Multiphase Petrochronology of Archean Gneiss Complexes Unraveling polymetamorphic records at the Acasta Gneiss Complex, Northwest Territories, Canada and the Watersmeet Gneiss Dome, MI, USA

Abstract

Archean gneiss complexes represent critical records of the formation and evolution of the continental crust. However, these records are commonly modified by multiple, post- crystallization tectonothermal events, especially during the Archean and Proterozoic. The U-Th- Pb isotope system in titanite and apatite should be advantageous for unraveling the polymetamorphic record within Archean gneiss complexes, but previous studies suggest that these chronometers are partially or fully reset by Paleoproterozoic tectonothermal overprints.

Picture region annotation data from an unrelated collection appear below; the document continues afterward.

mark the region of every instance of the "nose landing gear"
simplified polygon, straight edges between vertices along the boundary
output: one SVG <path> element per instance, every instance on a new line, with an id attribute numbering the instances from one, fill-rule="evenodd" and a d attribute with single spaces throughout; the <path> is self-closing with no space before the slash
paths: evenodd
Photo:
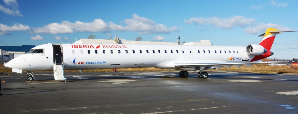
<path id="1" fill-rule="evenodd" d="M 181 70 L 179 73 L 179 76 L 182 78 L 186 78 L 188 76 L 188 72 L 186 70 Z"/>
<path id="2" fill-rule="evenodd" d="M 27 71 L 27 73 L 26 73 L 26 74 L 28 75 L 28 77 L 27 78 L 27 81 L 33 81 L 33 80 L 34 79 L 34 78 L 33 78 L 33 77 L 34 76 L 34 77 L 35 77 L 35 76 L 34 76 L 34 74 L 33 74 L 33 73 L 31 72 L 31 71 Z"/>

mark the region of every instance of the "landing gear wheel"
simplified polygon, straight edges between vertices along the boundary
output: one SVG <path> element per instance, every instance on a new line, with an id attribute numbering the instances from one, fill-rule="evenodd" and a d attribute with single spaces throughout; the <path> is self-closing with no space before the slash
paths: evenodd
<path id="1" fill-rule="evenodd" d="M 182 77 L 186 78 L 188 76 L 188 72 L 187 71 L 184 70 L 181 73 Z"/>
<path id="2" fill-rule="evenodd" d="M 202 73 L 202 78 L 208 78 L 208 73 L 207 72 L 204 71 Z"/>
<path id="3" fill-rule="evenodd" d="M 183 70 L 181 70 L 180 71 L 180 72 L 179 72 L 179 76 L 180 76 L 180 77 L 183 77 L 182 76 L 182 72 L 183 71 Z"/>
<path id="4" fill-rule="evenodd" d="M 201 73 L 201 71 L 200 71 L 200 72 L 199 72 L 198 73 L 198 77 L 199 77 L 199 78 L 202 78 L 202 75 L 201 74 L 201 75 L 200 74 L 200 73 Z"/>
<path id="5" fill-rule="evenodd" d="M 33 77 L 32 76 L 29 76 L 27 78 L 27 81 L 33 81 Z"/>

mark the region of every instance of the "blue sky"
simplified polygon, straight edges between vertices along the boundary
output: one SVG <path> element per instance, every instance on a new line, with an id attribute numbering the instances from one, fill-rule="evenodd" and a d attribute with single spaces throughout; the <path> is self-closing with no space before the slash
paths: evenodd
<path id="1" fill-rule="evenodd" d="M 298 1 L 0 0 L 0 45 L 118 37 L 214 45 L 257 44 L 266 29 L 298 30 Z M 298 58 L 298 32 L 277 35 L 270 58 Z"/>

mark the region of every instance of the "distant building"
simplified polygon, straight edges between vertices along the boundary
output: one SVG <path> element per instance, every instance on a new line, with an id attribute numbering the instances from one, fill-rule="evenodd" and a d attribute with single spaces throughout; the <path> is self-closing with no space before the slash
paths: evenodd
<path id="1" fill-rule="evenodd" d="M 0 59 L 12 59 L 35 47 L 35 46 L 30 45 L 22 45 L 22 46 L 0 46 L 0 50 L 1 51 Z"/>

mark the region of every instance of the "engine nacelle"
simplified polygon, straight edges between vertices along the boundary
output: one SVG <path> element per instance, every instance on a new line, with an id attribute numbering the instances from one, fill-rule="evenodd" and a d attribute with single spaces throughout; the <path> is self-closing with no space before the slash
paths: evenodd
<path id="1" fill-rule="evenodd" d="M 252 44 L 246 46 L 246 52 L 249 54 L 260 55 L 266 52 L 267 50 L 260 45 Z"/>

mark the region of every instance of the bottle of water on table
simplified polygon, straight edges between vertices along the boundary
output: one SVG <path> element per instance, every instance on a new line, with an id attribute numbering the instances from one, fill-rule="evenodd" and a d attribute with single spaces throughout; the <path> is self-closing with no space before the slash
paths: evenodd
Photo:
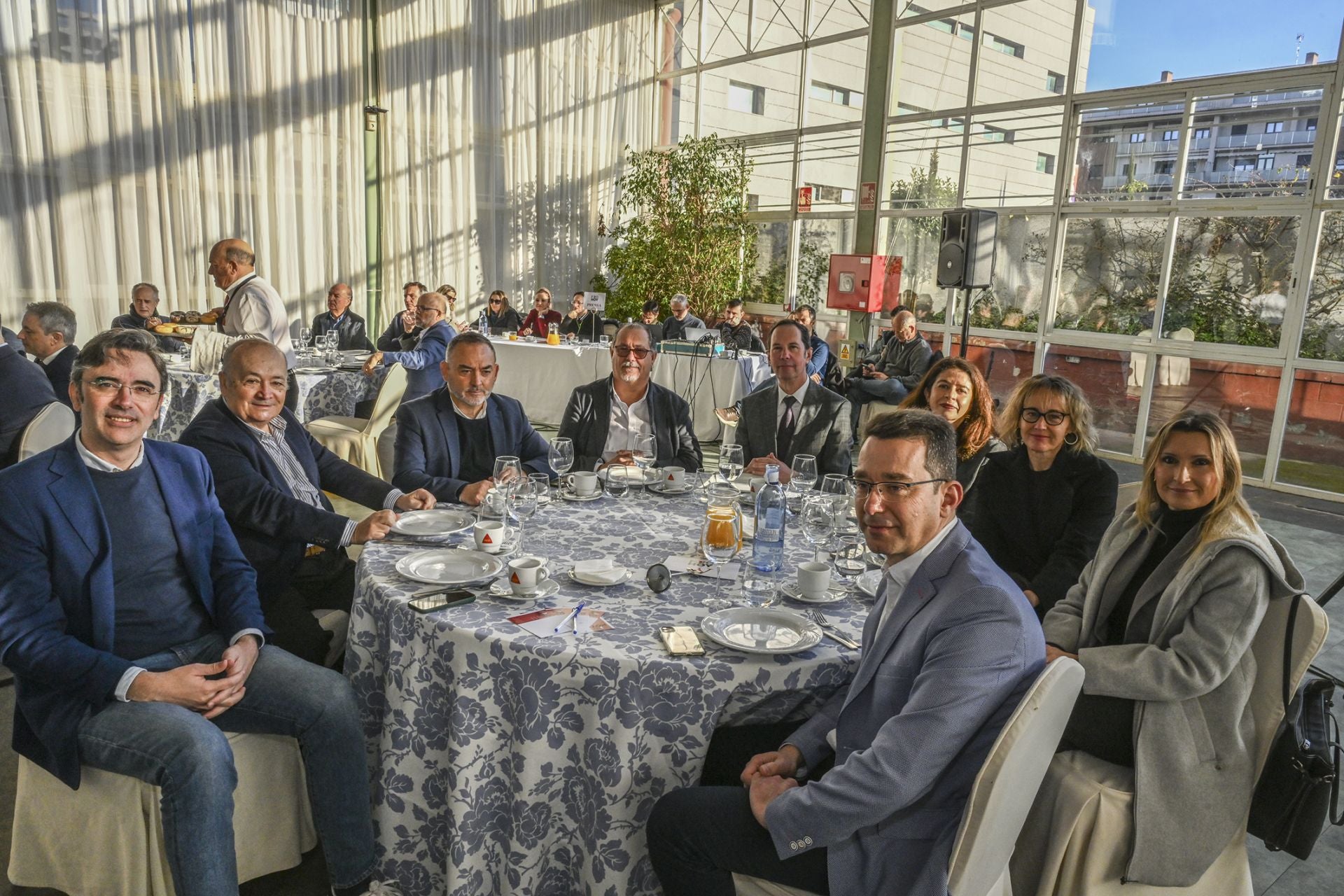
<path id="1" fill-rule="evenodd" d="M 780 485 L 780 467 L 765 467 L 765 486 L 757 492 L 755 535 L 751 539 L 751 562 L 742 580 L 742 591 L 753 607 L 774 603 L 780 571 L 784 568 L 784 531 L 789 508 Z"/>

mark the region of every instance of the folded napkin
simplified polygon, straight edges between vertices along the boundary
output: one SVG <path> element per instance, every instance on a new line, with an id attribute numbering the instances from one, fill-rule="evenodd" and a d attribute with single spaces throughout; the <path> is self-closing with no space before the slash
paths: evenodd
<path id="1" fill-rule="evenodd" d="M 577 560 L 574 574 L 597 584 L 616 584 L 625 578 L 625 567 L 612 563 L 610 557 L 601 560 Z"/>

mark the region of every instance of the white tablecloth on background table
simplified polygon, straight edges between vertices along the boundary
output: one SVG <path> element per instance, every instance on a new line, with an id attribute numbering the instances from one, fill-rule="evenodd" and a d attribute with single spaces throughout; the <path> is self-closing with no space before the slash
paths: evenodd
<path id="1" fill-rule="evenodd" d="M 694 497 L 552 502 L 528 525 L 531 553 L 552 571 L 609 556 L 636 578 L 594 588 L 558 576 L 551 598 L 487 595 L 430 614 L 406 603 L 426 586 L 395 572 L 419 547 L 364 547 L 345 674 L 372 764 L 380 873 L 399 892 L 659 893 L 649 811 L 699 780 L 715 728 L 810 715 L 848 682 L 857 653 L 829 639 L 780 657 L 708 639 L 704 657 L 667 656 L 659 626 L 699 627 L 708 613 L 700 599 L 728 583 L 675 576 L 656 595 L 644 571 L 669 553 L 689 556 L 703 514 Z M 784 575 L 808 556 L 790 531 Z M 508 622 L 579 599 L 613 629 L 539 638 Z M 857 638 L 871 602 L 824 609 Z"/>
<path id="2" fill-rule="evenodd" d="M 495 391 L 521 402 L 532 423 L 559 426 L 574 387 L 612 373 L 612 353 L 598 345 L 492 341 L 500 364 Z M 702 442 L 715 442 L 723 433 L 714 408 L 734 404 L 767 376 L 770 365 L 762 355 L 731 359 L 661 352 L 653 367 L 653 382 L 691 404 L 695 437 Z"/>

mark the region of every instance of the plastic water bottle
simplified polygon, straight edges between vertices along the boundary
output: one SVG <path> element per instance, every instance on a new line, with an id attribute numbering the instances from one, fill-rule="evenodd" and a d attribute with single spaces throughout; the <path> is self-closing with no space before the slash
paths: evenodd
<path id="1" fill-rule="evenodd" d="M 774 602 L 780 570 L 784 567 L 784 529 L 789 508 L 780 485 L 780 467 L 765 467 L 765 486 L 757 492 L 755 535 L 751 539 L 751 562 L 747 564 L 742 590 L 747 603 L 765 607 Z"/>

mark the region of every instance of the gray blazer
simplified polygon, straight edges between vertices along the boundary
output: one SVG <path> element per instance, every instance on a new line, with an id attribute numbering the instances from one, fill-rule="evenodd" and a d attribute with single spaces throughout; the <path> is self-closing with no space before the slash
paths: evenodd
<path id="1" fill-rule="evenodd" d="M 1125 879 L 1189 887 L 1246 825 L 1255 780 L 1250 650 L 1270 600 L 1302 590 L 1288 552 L 1234 523 L 1198 555 L 1189 532 L 1134 595 L 1157 600 L 1148 643 L 1091 646 L 1156 533 L 1130 505 L 1046 614 L 1046 641 L 1077 653 L 1091 695 L 1134 700 L 1134 845 Z"/>
<path id="2" fill-rule="evenodd" d="M 883 579 L 853 681 L 789 737 L 816 766 L 836 732 L 835 768 L 766 809 L 781 858 L 827 848 L 833 893 L 948 896 L 970 786 L 1046 665 L 1021 588 L 952 525 L 900 595 Z"/>
<path id="3" fill-rule="evenodd" d="M 774 437 L 780 431 L 780 390 L 766 388 L 742 399 L 742 420 L 738 423 L 738 445 L 742 462 L 775 453 Z M 793 446 L 789 457 L 781 457 L 790 467 L 797 454 L 817 458 L 817 476 L 839 473 L 849 476 L 849 402 L 824 386 L 808 384 L 802 394 L 802 407 L 793 427 Z"/>

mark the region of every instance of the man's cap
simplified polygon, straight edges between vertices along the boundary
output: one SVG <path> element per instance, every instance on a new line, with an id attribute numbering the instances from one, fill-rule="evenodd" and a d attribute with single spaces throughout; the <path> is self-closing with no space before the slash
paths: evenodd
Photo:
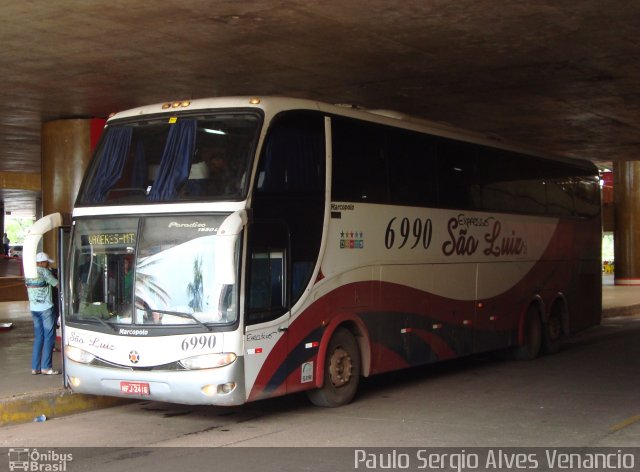
<path id="1" fill-rule="evenodd" d="M 53 262 L 53 259 L 49 259 L 49 254 L 46 252 L 39 252 L 36 254 L 36 262 Z"/>

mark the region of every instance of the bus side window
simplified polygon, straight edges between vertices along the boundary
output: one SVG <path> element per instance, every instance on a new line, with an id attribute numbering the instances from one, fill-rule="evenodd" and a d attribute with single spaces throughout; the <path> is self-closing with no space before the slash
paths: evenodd
<path id="1" fill-rule="evenodd" d="M 282 221 L 250 227 L 247 324 L 262 323 L 287 311 L 289 232 Z"/>

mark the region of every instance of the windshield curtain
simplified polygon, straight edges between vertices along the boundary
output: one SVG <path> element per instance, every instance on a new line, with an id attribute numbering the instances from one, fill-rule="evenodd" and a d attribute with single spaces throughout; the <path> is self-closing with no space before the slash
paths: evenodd
<path id="1" fill-rule="evenodd" d="M 237 111 L 110 124 L 78 204 L 242 200 L 261 123 Z"/>
<path id="2" fill-rule="evenodd" d="M 98 154 L 96 185 L 87 189 L 87 200 L 104 201 L 109 189 L 122 177 L 122 169 L 130 144 L 131 128 L 116 128 L 105 136 L 104 144 Z"/>
<path id="3" fill-rule="evenodd" d="M 221 265 L 233 261 L 231 270 L 237 274 L 239 244 L 231 249 L 233 257 L 220 257 L 216 233 L 225 216 L 77 221 L 67 321 L 234 323 L 236 284 L 221 275 L 229 273 Z"/>

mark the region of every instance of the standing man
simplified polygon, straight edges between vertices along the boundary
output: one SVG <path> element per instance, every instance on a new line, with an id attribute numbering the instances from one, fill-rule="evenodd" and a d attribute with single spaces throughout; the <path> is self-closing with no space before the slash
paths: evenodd
<path id="1" fill-rule="evenodd" d="M 31 374 L 57 375 L 53 370 L 52 354 L 56 340 L 56 320 L 53 315 L 51 288 L 58 285 L 58 279 L 49 271 L 49 259 L 46 252 L 36 254 L 38 276 L 26 279 L 29 307 L 33 318 L 33 353 L 31 355 Z"/>

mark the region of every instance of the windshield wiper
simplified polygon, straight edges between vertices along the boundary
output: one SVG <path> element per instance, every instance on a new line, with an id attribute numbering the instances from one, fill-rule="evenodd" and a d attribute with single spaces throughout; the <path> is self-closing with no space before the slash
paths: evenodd
<path id="1" fill-rule="evenodd" d="M 118 328 L 116 328 L 115 326 L 113 326 L 111 323 L 107 323 L 105 320 L 103 320 L 102 318 L 98 318 L 97 316 L 83 316 L 82 317 L 83 320 L 96 320 L 99 321 L 101 324 L 105 325 L 107 328 L 109 328 L 110 330 L 112 330 L 114 333 L 118 332 Z"/>
<path id="2" fill-rule="evenodd" d="M 198 323 L 200 326 L 202 326 L 207 331 L 211 332 L 211 327 L 210 326 L 207 326 L 206 324 L 204 324 L 202 321 L 200 321 L 198 318 L 193 316 L 191 313 L 184 313 L 182 311 L 156 310 L 156 309 L 153 309 L 153 310 L 152 309 L 148 309 L 147 312 L 148 313 L 161 313 L 163 315 L 171 315 L 171 316 L 177 316 L 178 318 L 190 319 L 190 320 L 193 320 L 196 323 Z"/>

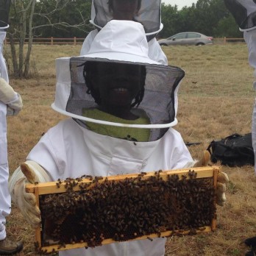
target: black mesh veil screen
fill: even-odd
[[[71,89],[66,106],[66,111],[79,115],[82,115],[83,109],[97,107],[97,104],[90,94],[87,93],[88,87],[83,77],[83,65],[92,59],[84,57],[73,57],[70,60]],[[93,59],[105,63],[109,60]],[[126,63],[127,62],[117,62]],[[130,65],[143,65],[146,70],[145,92],[142,102],[138,109],[146,113],[151,124],[168,124],[175,118],[175,90],[183,78],[184,71],[179,68],[162,65],[129,63]],[[134,107],[136,111],[136,107]],[[85,115],[84,115],[85,116]],[[167,129],[151,130],[150,141],[161,138]]]

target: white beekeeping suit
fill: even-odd
[[[8,73],[3,56],[6,29],[9,26],[7,19],[10,3],[0,3],[0,255],[15,253],[22,249],[21,243],[12,242],[6,238],[6,217],[10,213],[11,198],[8,190],[9,168],[7,159],[7,119],[6,115],[17,114],[22,107],[19,94],[9,85]]]
[[[115,68],[107,69],[113,66]],[[134,72],[124,76],[121,73],[124,67],[126,71],[139,68],[145,71],[144,77],[134,77]],[[34,227],[40,223],[40,211],[35,196],[24,192],[27,181],[43,182],[84,174],[106,177],[193,166],[180,134],[172,128],[177,122],[174,92],[184,71],[149,58],[145,32],[140,23],[109,21],[96,36],[87,55],[57,59],[56,68],[57,82],[51,107],[72,118],[60,121],[42,137],[9,184],[13,200]],[[99,76],[98,72],[104,68],[110,72]],[[130,115],[140,118],[132,120],[113,116],[107,110],[110,108],[102,110],[106,104],[119,110],[115,104],[120,107],[123,101],[119,102],[117,96],[126,101],[131,92],[127,81],[130,85],[141,85],[134,88],[140,90],[132,101],[133,107],[129,107]],[[100,97],[95,90],[99,87]],[[133,101],[138,95],[142,96],[135,107]],[[110,104],[109,98],[114,105]],[[136,122],[141,118],[146,121]],[[114,134],[121,132],[126,135]],[[59,255],[163,256],[166,241],[157,238],[153,241],[115,243],[63,251]]]
[[[255,68],[255,81],[253,83],[256,90],[256,2],[254,0],[224,0],[227,9],[230,11],[247,44],[249,63]],[[255,151],[255,171],[256,174],[256,102],[252,115],[252,146]]]
[[[91,31],[86,37],[80,51],[81,56],[88,53],[90,45],[99,30],[113,18],[113,11],[109,8],[108,1],[92,1],[90,22],[97,29]],[[163,29],[161,1],[141,0],[140,10],[136,13],[134,20],[141,22],[144,26],[149,43],[149,58],[160,64],[168,65],[167,57],[155,38],[157,34]]]
[[[256,1],[255,0],[224,0],[230,11],[247,44],[249,63],[255,69],[253,87],[256,90]],[[256,174],[256,99],[252,113],[252,146],[255,152],[255,171]],[[256,236],[247,238],[244,243],[251,248],[245,256],[255,256],[256,254]]]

This study integrates textures and petrologic context, EPMA WDS major, minor, and trace- element analysis/mapping, and in situ U-Th-Pb isotopic and trace-element LASS-ICPMS data to improve chronologic interpretations of titanite and apatite in Archean rocks with Paleoproterozoic overprints. Titanite from the Acasta Gneiss Complex (AGC), Northwest Territories, Canada and the Watersmeet Gneiss Dome (WGD), MI, USA preserves information about Archean events and Proterozoic overprinting, but apatite is consistently reset by Proterozoic tectonothermal events. At the AGC, four Archean events spanning ~3.6-2.9 Ga are identified in titanite. At the WGD, titanite preserves evidence of metamorphism at ~2.64 Ga interpreted to record the timing of collision and suturing of the Watersmeet terrane to the southern margin of the Superior Province. In both localities, titanite compositions reflect a combination of metamorphic fluid-rock interactions and primary igneous host rock chemistry that can be distinguished through integration of petrologic-geochemical datasets and statistical analysis. These results demonstrate the utility of titanite as an Archean chronometer that can resist Proterozoic overprinting, as well as a petrologic tracer of metamorphic fluids.